This unit aims to teach how signals are processed by computers. It describes the key concepts of digital signal processing, including details of various transforms and filter design. Students are expected to implement and test some of these ideas on a digital signal processor (DSP). Completion of the unit will facilitate progression to advanced study in the area and to work in the industrial use of DSP. The following topics are covered. Review of analog and digital signals. Analog to digital and digital to analog conversion. Some useful digital signals. Difference equations and filtering. Impulse and step response of filters. Convolution representation of filters. The Z-transform. Transfer functions and stability.
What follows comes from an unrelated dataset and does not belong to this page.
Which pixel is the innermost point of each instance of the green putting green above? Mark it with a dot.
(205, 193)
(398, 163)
Discrete time Fourier transform (DTft) and frequency response of filters. Finite impulse response (FIR) filter design: windowing method. Infinite impulse response (IIR) filter design: Butterworth filters, Chebyshev filters, Elliptic filters and impulse invariant design. Discrete Fourier Transform (Dft): windowing effects. Fast Fourier Transform (Fft): decimation in time algorithm. DSP hardware.
Lectures, Tutorials, Laboratories, Project Work - own time
Through semester assessment (40%) and Final Exam (60%)
Familiarity with basic Algebra, Differential and Integral Calculus, continuous linear time-invariant systems and their time and frequency domain representations, Fourier transform, sampling of continuous time signals.